How could he? She had spent so many months openly disdaining him, before they married, and she was sure he remembered every slight, every offense. Umbrage was his normal state, and she had given him so much cause to doubt that she had or could ever have any respect for him that she could hardly expect him to behave otherwise. Loaf, Leaky, Olivenko, and Ramex had all explained to her, quite kindly, that any strangeness between Umbo and her was entirely the result of the way they had been reared.
“Actually, you’re quite compatible,” said Olivenko. “Now that you’ve stopped picking at him, he seems to be nearly perfect for you.”
“Tiptoeing around me as if I were a sleeping lioness is not ‘perfect,’” Param had replied.
“You are a lioness,” said Olivenko, “and most definitely not asleep. I think he’s doing very well, and for you to be impatient with him is not just unreasonable but destructive. He knows he’s displeasing you but since the thing you’re displeased at is how perfectly he avoids displeasing you, it’s hard to imagine how he could act differently without, well, without displeasing you even more.”

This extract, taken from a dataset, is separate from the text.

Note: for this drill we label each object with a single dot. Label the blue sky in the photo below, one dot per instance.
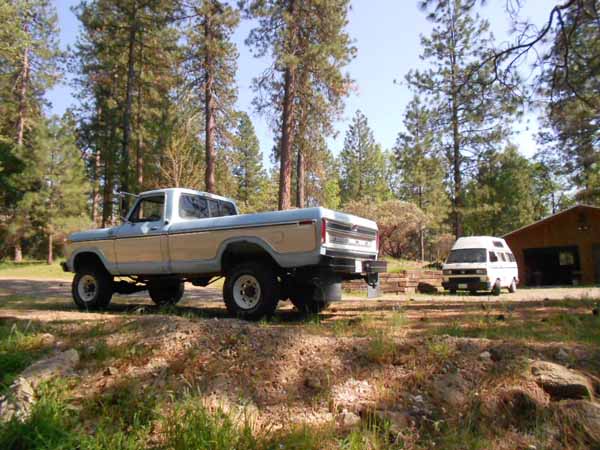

Thus they stood around the table, around the map, contemplating various potential battlegrounds. South of General Haddamander’s main army was a place where the ground would favor Param’s army—but, as both Loaf and Olivenko pointed out, victory would leave them no better off than before, since Haddamander would still be between their army and the capital. But if they simply took possession of the capital, it would be an easy matter for Haddamander to besiege them, leaving her to feed hundreds of thousands of citizens as well as her army.
“We could do it,” said Rigg. “The way we feed our army now—by making purchases in the past.”
“We’re already buying up surpluses from five hundred years ago,” said Ramex. “Not that there aren’t plenty of other good years to buy from. But every purchase of grain improves the past economy, which changes history.”
They didn’t want to do that. Couldn’t afford to find themselves facing a much more popular or powerful enemy than Haddamander as the general of Hagia’s army. What if they changed history so the Sessamoto Empire was much better governed? So there had never been a People’s Revolution? So that Haddamander was, not the scion of a persecuted noble family, but the pampered, celebrated son of a great house? Might he not have been married to Hagia in the first place, instead of Rigg’s and Param’s own father? Just how much could they meddle in the past without causing vast, confusing changes?
Yet they had to feed their army—and, if their army suddenly appeared in the streets of Aressa Sessamo, all the citizens of the city as well.
What they needed was a quick, decisive, irresistible victory. Param had expected Rigg to argue against something so violent, but he surprised her. “I know you think I’m a pacifist of some sort,” said Rigg, “but that isn’t so. What will save the most lives is to have a quick, brutal, thorough victory, so the war ends with the one battle.”
“True,” said Loaf. “No matter which side wins, a decisive battle would definitely shorten the war.”
“I’d like us to win,” said Olivenko.